A informação existe e os responsáveis governamentais, indústria e produtores têm conhecimento dela. Uma campanha desta natureza, feita por técnicos competentes, tem custos elevados. A questão está em saber quem está disposto a suportá-los, porque as provas científicas existem. Do ponto de vista dos produtores, embora estes sejam os mais directamente beneficiados, tenho sérias dúvidas de que exista poder económico para levar um projecto como este em diante. Já da parte da indústria, esse poder existe, mas parece-me que esse sector não está muito sensibilizado, por razões que desconheço. Resta o Governo Regional. É uma questão destas três entidades chave se moveram nesse sentido.


Existem condições, nos Açores, para se apostar na exportação de leite, carne e derivados a produzidos com bovinos criados em pastoreio?

Não é uma questão de criar condições - é preciso que se perceba isso - mas de valorizar aquilo que já existe. Já se criam vacas em pastoreio e os estudos realizados pela Universidade dos Açores foram feitos com base nas condições actuais. Além disso, a pastagem é o alimento mais barato que existe, torna o custo de produção muito mais leve. Trata-se apenas de dar continuidade a uma tradição que já é ancestral, que nasce do nosso clima único, suave e húmido, ideal para as pastagens, e de valorizar as características de saúde, qualidade e sabor dos nossos produtos.

A realizar essa campanha de marketing, qual seria o caminho?

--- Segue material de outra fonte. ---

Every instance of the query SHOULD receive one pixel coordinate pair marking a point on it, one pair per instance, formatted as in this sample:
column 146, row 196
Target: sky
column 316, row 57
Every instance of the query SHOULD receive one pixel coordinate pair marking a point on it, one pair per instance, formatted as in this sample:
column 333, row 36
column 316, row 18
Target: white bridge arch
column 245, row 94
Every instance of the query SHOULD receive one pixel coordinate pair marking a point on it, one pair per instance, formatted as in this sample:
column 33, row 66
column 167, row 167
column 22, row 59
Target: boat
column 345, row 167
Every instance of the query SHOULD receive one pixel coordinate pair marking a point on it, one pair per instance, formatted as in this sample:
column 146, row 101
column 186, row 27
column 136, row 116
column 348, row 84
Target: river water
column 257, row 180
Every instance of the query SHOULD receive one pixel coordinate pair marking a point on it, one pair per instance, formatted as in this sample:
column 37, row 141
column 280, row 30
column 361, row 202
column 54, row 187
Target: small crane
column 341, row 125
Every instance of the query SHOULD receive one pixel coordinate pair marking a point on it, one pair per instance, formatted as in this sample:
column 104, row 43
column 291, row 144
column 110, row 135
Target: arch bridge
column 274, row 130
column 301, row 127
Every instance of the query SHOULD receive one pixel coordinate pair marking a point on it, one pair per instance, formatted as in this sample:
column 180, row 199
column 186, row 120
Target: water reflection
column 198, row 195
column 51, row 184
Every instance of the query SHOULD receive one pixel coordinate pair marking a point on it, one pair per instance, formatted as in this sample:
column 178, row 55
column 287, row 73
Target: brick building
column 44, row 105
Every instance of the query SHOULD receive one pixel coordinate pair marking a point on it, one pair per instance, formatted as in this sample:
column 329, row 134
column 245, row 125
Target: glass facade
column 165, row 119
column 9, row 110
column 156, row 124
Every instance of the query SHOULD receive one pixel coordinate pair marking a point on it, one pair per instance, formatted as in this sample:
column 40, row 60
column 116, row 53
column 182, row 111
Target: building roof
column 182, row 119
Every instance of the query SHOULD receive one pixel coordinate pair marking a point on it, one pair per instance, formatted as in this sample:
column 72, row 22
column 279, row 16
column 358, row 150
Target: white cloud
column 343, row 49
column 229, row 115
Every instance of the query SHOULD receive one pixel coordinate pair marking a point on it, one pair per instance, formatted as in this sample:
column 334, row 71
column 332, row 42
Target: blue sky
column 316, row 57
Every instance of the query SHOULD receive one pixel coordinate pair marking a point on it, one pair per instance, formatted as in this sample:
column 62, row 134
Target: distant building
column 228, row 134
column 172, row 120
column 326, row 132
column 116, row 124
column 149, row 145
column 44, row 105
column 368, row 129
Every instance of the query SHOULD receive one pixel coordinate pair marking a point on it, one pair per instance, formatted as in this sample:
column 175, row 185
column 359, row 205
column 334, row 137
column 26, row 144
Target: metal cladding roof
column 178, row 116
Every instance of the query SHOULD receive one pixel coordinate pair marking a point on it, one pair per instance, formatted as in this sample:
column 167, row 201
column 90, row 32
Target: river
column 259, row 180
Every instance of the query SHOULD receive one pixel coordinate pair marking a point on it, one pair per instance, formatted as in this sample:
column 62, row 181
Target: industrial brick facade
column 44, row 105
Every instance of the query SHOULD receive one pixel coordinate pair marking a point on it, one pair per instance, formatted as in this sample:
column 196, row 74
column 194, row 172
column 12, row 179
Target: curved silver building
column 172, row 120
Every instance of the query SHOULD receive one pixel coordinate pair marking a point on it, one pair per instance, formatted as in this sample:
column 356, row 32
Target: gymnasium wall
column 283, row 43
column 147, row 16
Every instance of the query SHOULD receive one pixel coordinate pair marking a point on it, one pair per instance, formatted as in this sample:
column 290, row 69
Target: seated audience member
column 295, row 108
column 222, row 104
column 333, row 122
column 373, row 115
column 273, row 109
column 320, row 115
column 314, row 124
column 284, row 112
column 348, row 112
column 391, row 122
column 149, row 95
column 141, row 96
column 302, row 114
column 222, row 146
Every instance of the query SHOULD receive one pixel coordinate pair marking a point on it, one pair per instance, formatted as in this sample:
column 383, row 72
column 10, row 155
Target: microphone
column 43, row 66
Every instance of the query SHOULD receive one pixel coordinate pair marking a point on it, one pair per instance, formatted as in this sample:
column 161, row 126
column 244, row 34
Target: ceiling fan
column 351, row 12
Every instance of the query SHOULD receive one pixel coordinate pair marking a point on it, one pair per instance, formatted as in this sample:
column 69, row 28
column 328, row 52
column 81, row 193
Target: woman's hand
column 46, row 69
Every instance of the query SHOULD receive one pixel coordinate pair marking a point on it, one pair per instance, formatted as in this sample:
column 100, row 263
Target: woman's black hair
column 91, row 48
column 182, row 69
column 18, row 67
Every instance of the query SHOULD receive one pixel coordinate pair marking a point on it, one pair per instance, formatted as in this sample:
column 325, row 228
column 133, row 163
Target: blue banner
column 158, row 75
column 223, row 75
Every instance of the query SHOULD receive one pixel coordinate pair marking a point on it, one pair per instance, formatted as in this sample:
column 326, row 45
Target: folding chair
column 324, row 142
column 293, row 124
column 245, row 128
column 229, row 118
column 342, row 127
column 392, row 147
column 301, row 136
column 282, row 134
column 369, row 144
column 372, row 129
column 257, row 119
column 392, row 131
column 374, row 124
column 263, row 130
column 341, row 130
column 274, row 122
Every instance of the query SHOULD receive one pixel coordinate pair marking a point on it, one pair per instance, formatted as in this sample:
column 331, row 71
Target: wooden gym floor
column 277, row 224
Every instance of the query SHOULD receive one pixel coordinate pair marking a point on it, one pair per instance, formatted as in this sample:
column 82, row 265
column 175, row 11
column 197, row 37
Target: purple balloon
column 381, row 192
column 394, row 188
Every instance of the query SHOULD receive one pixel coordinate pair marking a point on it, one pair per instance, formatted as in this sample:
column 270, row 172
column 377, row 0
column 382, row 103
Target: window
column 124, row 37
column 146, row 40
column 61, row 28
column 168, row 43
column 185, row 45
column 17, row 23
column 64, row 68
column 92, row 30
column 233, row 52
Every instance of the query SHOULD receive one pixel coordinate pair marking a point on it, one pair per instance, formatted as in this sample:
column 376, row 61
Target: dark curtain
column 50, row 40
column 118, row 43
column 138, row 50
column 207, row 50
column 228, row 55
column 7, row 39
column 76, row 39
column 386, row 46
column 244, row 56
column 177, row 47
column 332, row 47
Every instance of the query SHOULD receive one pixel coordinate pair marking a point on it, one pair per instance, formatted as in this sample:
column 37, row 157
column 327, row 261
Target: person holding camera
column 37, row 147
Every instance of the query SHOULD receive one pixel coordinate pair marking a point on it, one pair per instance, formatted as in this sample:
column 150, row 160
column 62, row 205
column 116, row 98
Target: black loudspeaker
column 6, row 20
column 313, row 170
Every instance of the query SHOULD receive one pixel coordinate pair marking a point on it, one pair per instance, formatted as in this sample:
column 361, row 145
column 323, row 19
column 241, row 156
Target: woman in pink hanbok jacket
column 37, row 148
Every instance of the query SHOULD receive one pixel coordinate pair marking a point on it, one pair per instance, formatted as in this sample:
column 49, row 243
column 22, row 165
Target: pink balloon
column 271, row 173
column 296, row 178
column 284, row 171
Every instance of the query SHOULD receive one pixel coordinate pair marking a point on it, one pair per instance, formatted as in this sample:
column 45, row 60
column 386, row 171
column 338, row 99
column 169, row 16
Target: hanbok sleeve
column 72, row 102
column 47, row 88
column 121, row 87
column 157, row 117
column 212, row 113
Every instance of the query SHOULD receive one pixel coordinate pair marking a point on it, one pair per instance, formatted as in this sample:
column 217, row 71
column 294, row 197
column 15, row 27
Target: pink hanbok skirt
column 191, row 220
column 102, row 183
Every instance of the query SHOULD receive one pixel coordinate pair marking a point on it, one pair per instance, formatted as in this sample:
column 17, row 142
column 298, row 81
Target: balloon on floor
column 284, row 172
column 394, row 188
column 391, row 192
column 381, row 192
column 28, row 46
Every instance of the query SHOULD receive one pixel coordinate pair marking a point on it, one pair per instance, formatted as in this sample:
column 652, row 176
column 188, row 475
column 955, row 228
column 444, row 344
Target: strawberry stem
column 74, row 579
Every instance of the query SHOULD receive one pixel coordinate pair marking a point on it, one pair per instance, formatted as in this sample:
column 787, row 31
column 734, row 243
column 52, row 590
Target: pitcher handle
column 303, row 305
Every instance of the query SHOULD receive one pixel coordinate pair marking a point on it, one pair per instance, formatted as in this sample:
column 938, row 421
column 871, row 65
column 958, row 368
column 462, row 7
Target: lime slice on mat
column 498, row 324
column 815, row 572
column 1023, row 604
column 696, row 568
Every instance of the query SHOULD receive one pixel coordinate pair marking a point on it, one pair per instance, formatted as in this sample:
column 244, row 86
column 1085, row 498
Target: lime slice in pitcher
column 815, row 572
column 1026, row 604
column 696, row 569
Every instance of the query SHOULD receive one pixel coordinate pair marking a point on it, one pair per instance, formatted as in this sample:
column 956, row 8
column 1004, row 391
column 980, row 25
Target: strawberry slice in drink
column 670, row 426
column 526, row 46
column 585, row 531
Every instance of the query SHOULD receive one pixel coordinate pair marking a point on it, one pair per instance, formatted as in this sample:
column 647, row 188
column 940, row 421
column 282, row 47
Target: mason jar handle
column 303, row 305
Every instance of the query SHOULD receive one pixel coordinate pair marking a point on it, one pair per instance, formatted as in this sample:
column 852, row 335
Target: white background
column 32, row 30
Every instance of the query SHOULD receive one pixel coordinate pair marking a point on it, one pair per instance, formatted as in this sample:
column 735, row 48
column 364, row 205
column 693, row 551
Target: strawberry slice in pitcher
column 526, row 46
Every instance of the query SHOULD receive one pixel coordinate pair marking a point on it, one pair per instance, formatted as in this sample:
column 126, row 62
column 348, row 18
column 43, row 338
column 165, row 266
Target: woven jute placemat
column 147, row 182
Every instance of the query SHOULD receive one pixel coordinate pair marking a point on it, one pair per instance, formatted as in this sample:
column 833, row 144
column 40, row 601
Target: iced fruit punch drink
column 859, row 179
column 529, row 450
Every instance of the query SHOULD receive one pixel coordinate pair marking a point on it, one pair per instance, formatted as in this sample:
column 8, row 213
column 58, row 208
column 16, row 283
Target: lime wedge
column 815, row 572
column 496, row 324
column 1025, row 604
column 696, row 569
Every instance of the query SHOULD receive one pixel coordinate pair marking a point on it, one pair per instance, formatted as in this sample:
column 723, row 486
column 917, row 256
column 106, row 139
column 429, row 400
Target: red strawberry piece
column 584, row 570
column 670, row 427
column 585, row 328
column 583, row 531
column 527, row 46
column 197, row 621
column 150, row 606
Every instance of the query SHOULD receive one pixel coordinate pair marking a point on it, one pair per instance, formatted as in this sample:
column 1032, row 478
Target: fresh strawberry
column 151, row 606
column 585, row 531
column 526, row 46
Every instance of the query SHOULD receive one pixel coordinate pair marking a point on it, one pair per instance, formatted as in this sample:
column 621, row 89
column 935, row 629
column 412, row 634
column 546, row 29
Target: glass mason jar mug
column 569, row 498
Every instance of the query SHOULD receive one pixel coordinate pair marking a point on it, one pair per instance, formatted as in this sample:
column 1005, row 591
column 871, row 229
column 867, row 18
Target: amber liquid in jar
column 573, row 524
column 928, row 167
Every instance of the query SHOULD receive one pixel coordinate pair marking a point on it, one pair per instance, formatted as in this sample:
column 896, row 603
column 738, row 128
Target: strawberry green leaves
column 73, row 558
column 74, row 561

Os nichos de mercado ou a comercialização em massa? Existem condições para seguir os dois rumos. Pode-se apostar nos nichos de mercado, num consumidor com mais poder de compra, e aumentar o preço ao produto, colocando-o no mercado em menor quantidade. Mas também se pode massificar a comercialização, com um preço moderado, mas maior número de vendas. É, também, preciso apostar nas questões da higiene e do sabor, que já estão, em grande parte ultrapassadas. Todas as opções são válidas, mas uma coisa é necessária: massificar a informação. É esse o principal caminho que tem de ser percorrido.